Yugandar Chandragiri
Great question — and one that reflects the evolving nature of project management roles in agile environments, especially in technically complex initiatives like data warehouse implementations.

In a Scrum-based organization, the Project Manager (PM) often takes on a hybrid role, focusing less on directing tasks and more on enabling value delivery, aligning stakeholders, and managing cross-team dependencies.
Here’s a breakdown of what the day-to-day typically involves:

Daily Responsibilities:
- Stakeholder Communication & Alignment: The PM acts as the bridge between the business and the Scrum team.
They translate strategic goals into product vision clarity (alongside the Product Owner) and ensure ongoing communication about priorities, risks, and trade-offs.
- Risk and Issue Management: While Scrum Teams are self-organizing, the PM often keeps an eye on systemic risks (e.g., integration challenges, data availability, regulatory constraints) that aren’t easily resolved within the team.
- Facilitating Cross-Function Coordination: Data warehouse projects often involve multiple teams (e.g., BI, data engineers, source system owners).
The PM ensures alignment across these groups, especially for architectural and governance concerns.
- Planning and Roadmapping: Although Scrum focuses on short iterations, the PM helps connect sprints to the broader roadmap, often working with the Product Owner to define MVPs and releases.
- Reporting and Visibility: Many organizations still expect traditional status reporting (even in agile settings). The PM curates progress reports using velocity metrics, sprint burn-downs, and business outcome indicators for senior stakeholders.

Common Challenges:
- Balancing Agile and Traditional Expectations: Especially when executives expect Gantt charts while the team operates in sprints.
- Data Quality and Dependencies: In DW projects, delays due to data readiness, mapping mismatches, or security reviews are common — and the PM often mediates these.
- Scope Creep via “Just one more report” Requests: The PM must work closely with the PO to defend the backlog and protect the team’s focus.
- Non-Agile Stakeholders: Not everyone understands or buys into agile.

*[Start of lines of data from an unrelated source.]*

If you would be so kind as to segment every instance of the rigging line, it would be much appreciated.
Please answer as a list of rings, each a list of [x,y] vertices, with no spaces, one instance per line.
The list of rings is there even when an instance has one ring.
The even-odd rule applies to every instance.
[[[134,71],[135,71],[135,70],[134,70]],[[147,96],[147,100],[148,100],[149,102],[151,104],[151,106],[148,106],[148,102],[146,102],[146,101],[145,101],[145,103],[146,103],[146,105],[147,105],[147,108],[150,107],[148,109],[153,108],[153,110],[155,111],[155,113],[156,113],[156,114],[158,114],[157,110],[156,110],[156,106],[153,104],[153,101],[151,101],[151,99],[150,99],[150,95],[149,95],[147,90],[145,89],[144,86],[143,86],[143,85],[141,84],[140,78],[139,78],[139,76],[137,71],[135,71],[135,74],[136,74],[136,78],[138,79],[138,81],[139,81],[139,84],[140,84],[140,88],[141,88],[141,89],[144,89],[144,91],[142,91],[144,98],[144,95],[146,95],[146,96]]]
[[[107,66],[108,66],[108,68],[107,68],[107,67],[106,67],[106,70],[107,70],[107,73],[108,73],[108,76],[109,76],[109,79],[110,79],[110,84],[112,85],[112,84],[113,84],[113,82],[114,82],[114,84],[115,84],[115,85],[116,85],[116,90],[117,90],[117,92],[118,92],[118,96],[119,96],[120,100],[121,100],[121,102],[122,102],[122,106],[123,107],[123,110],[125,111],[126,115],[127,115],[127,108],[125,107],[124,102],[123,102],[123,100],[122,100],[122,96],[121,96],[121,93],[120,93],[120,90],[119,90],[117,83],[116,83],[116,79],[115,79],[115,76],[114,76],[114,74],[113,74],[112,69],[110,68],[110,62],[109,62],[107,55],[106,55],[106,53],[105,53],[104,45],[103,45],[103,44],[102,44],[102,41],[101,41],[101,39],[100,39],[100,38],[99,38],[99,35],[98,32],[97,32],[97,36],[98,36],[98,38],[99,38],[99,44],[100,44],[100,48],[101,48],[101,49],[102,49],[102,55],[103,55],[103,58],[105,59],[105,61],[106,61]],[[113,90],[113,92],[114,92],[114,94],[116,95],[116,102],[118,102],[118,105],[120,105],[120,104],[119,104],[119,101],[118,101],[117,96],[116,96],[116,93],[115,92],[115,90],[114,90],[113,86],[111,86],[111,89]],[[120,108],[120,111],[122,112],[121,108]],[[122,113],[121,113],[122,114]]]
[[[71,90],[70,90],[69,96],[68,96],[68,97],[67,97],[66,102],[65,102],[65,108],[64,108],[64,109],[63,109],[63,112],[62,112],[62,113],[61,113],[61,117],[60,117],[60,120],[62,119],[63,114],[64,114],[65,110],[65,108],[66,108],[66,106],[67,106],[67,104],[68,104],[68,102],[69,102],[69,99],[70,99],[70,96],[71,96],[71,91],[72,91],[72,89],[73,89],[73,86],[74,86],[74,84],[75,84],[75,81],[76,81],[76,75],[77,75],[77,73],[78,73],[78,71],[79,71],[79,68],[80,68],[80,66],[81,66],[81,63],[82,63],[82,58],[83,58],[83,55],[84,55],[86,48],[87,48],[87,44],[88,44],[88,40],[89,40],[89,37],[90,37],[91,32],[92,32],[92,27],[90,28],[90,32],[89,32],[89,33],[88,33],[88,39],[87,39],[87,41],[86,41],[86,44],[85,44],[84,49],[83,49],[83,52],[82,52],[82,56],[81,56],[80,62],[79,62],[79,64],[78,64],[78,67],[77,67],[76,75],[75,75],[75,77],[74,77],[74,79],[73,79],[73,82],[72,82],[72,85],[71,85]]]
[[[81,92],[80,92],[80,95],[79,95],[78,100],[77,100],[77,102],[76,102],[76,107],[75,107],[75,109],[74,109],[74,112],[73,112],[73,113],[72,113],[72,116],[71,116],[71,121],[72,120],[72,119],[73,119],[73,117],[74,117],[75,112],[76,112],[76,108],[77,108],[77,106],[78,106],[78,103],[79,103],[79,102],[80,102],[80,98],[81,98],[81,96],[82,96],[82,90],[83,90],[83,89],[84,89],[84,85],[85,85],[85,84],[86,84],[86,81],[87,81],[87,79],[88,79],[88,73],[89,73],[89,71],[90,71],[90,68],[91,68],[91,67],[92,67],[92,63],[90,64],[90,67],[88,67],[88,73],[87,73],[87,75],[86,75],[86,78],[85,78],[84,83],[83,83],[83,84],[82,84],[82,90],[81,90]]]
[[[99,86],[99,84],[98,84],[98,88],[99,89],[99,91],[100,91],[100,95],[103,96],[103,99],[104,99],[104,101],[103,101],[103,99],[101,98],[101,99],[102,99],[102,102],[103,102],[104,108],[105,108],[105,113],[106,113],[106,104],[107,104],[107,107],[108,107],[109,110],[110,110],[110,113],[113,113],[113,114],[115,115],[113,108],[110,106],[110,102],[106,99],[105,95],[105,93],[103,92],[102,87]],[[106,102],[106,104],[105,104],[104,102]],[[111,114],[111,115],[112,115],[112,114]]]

The PM plays a critical role in managing expectations and guiding cultural shifts.

Real-World Example:
In a data warehouse project, the Project Manager established weekly stakeholder syncs, kept a risk board updated in parallel to the Scrum board, and maintained a data dependency tracker to anticipate delays.
Their success wasn’t in managing tasks, but in clearing the path so the Scrum Team could maintain flow while stakeholders stayed engaged and informed.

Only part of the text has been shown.